There’s always this stage of “preamble” (you know, getting to know each other, sharing embarrassing thoughts, reaching out for advice — the whole shebang) that you have with people when you first get to know them and learn to be comfortable sharing things. And because I love the preamble, I love the people I get to share the preamble with.
Sometimes I HATE that I LOVE to seek deep connections with people — the longer the preamble, the more I get attached to the person, and the more painful things become when the relationship just comes to an end. That becomes ESPECIALLY annoying in a romantic relationship (more accurately, a romantic endeavor) — when the preamble leads to no romantic payoff (not that all preamble NEEDS to be substantiated upon, but it would be dishonest to say I’m not vexed at least a little when things don’t turn out the way I hoped they would), but also because I’m forced to detach myself from these confidants or else I’d STAY attached to someone I no longer can have that kind of relationship with — sometimes, I’m not sure if there was a deep relationship, or if it was just another one of those “missed opportunities,” but it sucks nonetheless.

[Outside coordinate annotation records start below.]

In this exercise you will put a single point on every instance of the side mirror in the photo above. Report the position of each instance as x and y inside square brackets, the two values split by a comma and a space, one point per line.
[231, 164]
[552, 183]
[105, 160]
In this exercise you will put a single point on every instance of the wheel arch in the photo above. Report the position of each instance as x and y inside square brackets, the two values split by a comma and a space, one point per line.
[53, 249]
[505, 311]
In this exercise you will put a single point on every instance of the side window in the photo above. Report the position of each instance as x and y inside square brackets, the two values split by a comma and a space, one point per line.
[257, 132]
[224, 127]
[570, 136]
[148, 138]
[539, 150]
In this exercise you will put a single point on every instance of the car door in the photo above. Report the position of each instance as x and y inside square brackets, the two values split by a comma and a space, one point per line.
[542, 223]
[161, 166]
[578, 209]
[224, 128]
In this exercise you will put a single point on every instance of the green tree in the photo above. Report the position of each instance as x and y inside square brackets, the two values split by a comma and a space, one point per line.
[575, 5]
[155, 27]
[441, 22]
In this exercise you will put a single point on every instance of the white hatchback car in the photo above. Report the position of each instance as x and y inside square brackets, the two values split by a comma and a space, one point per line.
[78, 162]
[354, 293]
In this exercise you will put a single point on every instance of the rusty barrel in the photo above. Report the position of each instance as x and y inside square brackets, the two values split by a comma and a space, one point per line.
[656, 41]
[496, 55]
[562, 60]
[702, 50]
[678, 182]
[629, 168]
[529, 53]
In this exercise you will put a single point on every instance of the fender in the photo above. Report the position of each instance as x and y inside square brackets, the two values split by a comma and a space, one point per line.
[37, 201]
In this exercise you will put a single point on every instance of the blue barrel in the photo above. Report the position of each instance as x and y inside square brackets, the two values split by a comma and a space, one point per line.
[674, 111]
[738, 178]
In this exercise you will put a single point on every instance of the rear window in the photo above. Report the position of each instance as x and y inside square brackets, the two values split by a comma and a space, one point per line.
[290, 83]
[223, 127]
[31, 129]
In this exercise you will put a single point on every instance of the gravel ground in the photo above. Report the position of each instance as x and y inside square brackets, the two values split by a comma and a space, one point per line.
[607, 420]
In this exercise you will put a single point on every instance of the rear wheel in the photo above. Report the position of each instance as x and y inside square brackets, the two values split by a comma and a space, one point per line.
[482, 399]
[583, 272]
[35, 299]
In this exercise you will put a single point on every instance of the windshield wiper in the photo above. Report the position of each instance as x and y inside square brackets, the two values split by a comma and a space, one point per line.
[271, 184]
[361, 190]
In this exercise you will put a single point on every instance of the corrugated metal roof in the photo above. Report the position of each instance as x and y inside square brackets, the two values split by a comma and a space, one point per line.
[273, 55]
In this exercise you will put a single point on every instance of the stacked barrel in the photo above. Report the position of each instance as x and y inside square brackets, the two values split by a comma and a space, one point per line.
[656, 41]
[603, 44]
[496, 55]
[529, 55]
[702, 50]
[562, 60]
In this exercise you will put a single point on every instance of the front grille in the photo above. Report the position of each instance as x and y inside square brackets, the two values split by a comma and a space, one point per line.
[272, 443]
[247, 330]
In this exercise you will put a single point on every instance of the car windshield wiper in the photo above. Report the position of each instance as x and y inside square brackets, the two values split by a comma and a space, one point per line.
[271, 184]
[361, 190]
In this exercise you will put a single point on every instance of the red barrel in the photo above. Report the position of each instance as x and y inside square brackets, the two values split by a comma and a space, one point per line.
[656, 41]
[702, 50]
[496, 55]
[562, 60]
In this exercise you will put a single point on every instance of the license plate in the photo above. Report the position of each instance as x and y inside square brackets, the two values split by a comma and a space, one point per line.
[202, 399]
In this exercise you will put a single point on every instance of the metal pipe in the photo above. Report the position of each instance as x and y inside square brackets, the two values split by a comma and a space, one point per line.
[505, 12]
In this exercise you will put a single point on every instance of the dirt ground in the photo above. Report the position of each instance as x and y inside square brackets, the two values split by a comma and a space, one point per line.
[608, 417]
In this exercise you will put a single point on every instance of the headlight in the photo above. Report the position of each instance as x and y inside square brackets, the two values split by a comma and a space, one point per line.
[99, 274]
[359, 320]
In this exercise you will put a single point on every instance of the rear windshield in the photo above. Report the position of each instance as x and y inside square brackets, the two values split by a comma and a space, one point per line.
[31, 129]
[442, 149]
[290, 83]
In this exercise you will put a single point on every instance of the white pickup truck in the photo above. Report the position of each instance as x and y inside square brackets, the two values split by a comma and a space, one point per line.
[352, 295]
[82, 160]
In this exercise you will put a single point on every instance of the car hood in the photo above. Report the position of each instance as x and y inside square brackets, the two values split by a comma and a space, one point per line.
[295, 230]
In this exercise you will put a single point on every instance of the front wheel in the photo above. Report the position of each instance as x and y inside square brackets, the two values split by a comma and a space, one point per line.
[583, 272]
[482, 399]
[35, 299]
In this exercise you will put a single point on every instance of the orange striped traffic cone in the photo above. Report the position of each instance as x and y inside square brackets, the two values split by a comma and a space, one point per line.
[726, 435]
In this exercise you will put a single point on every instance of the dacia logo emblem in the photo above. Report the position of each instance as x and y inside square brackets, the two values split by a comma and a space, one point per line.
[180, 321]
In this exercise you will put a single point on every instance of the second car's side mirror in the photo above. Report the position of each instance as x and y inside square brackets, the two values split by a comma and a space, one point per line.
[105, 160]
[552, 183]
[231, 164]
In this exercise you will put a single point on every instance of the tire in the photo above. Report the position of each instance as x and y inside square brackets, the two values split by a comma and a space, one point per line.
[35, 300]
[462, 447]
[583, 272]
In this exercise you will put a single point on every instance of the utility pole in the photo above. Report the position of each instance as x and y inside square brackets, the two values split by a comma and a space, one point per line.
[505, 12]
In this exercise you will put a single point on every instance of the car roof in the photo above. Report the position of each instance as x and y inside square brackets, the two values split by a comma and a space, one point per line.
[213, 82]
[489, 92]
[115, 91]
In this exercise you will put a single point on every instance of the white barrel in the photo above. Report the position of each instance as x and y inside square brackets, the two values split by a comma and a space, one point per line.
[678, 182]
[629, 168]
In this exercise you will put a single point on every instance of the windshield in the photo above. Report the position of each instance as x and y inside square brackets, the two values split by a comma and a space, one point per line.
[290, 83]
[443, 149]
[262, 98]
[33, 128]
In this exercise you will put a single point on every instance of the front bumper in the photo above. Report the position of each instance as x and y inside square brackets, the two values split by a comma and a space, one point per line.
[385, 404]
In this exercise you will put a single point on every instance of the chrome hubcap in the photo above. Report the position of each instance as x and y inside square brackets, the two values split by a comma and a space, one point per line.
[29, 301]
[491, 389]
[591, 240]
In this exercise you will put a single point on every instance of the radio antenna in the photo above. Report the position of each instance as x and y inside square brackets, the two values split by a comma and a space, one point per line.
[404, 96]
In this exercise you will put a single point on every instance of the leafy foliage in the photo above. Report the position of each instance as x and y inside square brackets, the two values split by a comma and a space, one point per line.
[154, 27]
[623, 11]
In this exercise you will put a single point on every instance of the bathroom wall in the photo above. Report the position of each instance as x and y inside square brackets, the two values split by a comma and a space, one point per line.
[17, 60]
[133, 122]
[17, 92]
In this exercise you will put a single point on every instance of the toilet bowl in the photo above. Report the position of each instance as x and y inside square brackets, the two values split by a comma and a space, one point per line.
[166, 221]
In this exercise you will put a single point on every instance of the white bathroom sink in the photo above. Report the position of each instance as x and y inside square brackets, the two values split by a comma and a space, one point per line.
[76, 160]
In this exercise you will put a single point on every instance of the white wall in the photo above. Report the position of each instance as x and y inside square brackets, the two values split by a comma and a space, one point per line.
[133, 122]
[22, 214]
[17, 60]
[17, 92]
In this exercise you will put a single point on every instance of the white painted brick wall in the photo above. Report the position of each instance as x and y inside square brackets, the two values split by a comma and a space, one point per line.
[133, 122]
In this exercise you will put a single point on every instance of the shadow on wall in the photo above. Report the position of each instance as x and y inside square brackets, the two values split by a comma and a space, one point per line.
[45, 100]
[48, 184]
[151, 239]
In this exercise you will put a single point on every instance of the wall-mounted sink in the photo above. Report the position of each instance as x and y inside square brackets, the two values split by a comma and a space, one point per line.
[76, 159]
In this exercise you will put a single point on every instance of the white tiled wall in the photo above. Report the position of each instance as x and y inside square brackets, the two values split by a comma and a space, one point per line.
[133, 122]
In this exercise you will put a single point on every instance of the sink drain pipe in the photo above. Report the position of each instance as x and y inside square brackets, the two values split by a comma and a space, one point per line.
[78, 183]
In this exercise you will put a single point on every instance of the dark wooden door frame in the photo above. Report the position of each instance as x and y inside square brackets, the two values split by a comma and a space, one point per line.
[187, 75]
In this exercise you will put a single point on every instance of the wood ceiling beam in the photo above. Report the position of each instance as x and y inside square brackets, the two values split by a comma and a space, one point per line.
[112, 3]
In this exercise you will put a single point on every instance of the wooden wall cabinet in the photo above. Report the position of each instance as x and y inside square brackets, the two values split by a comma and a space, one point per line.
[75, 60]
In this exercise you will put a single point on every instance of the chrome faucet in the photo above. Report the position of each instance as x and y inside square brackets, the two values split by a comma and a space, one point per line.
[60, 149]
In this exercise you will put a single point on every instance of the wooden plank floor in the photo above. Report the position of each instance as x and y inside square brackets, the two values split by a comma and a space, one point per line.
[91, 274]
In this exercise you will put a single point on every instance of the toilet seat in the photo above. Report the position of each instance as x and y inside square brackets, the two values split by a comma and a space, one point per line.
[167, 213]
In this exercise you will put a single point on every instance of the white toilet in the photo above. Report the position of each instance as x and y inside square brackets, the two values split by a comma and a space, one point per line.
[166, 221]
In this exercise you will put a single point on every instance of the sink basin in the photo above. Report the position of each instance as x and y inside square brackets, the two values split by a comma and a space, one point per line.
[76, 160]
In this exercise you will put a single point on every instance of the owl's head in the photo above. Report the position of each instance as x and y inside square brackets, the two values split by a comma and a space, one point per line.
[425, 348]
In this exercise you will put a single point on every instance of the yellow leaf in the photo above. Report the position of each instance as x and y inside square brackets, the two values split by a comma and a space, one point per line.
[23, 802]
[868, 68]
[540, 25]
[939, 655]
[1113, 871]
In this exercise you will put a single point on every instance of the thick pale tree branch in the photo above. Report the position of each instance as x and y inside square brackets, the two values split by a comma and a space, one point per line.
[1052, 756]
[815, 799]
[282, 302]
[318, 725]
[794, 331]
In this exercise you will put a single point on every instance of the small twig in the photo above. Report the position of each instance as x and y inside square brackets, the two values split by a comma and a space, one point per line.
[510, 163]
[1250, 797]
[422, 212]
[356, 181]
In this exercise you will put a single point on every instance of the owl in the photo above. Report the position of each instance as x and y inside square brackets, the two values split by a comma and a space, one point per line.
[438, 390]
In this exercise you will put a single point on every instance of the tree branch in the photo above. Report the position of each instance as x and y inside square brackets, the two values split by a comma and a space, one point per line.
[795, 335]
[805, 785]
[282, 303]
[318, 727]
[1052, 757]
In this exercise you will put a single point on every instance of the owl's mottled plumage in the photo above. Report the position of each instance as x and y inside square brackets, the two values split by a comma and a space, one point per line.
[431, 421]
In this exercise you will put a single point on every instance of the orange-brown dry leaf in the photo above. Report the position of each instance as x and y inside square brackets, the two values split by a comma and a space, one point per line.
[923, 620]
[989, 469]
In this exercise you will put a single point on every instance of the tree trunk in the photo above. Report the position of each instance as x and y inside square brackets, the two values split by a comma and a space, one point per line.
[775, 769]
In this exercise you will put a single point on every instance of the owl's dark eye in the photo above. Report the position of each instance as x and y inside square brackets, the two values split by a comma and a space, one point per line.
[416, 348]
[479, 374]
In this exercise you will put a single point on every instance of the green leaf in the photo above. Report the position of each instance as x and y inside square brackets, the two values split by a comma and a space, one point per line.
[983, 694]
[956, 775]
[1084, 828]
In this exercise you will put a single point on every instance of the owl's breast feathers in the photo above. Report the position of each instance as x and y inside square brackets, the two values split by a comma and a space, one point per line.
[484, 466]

To make matters worse, as the class of twenty four leave, I watch as PERFECTLY fine relationships are forced to “end” — because these people will no longer be an everyday aspect of my life. I haven’t really gotten to the point where I look back at my time at Choate to long for the “good times” because my life’s been on this uphill trajectory for so long. And yet, I’m starting to fear a future without a Toffy, a Danny, a Sophia Kim in my immediate life.
I don’t want them to be absent from my future, but I also can’t let myself be hung up on the past. It pains me to know that the most sustainable relationships are denoted by a willingness to let go and give space with no promise to pick things back up. That promise was guaranteed when they were all a five-minute walk away. But now, the promise becomes muddied by geographic distance, and will be further muddied by time.
I talk about abstaining from romanticization and the importance of moving on in regard to self-harming relationships, but must I follow the same line of logic for relationships that have done me no dirt? But I guess that’s what relationships are. It’s a very “in the moment” thing — there’s no real guarantee that it’ll continue in the same way forever, and if you’re not ok with it, you at least need to be ready for it. The past teases you, trying to convince you that things were better back then, but just because your past was enjoyable doesn’t mean your present can’t be either. Focus less on creating some impressive yet inauthentic history. Instead, focus on soaking up the present, loving the preamble without expecting anything back, and knowing when to move on from the past (and the ideas or people that define it).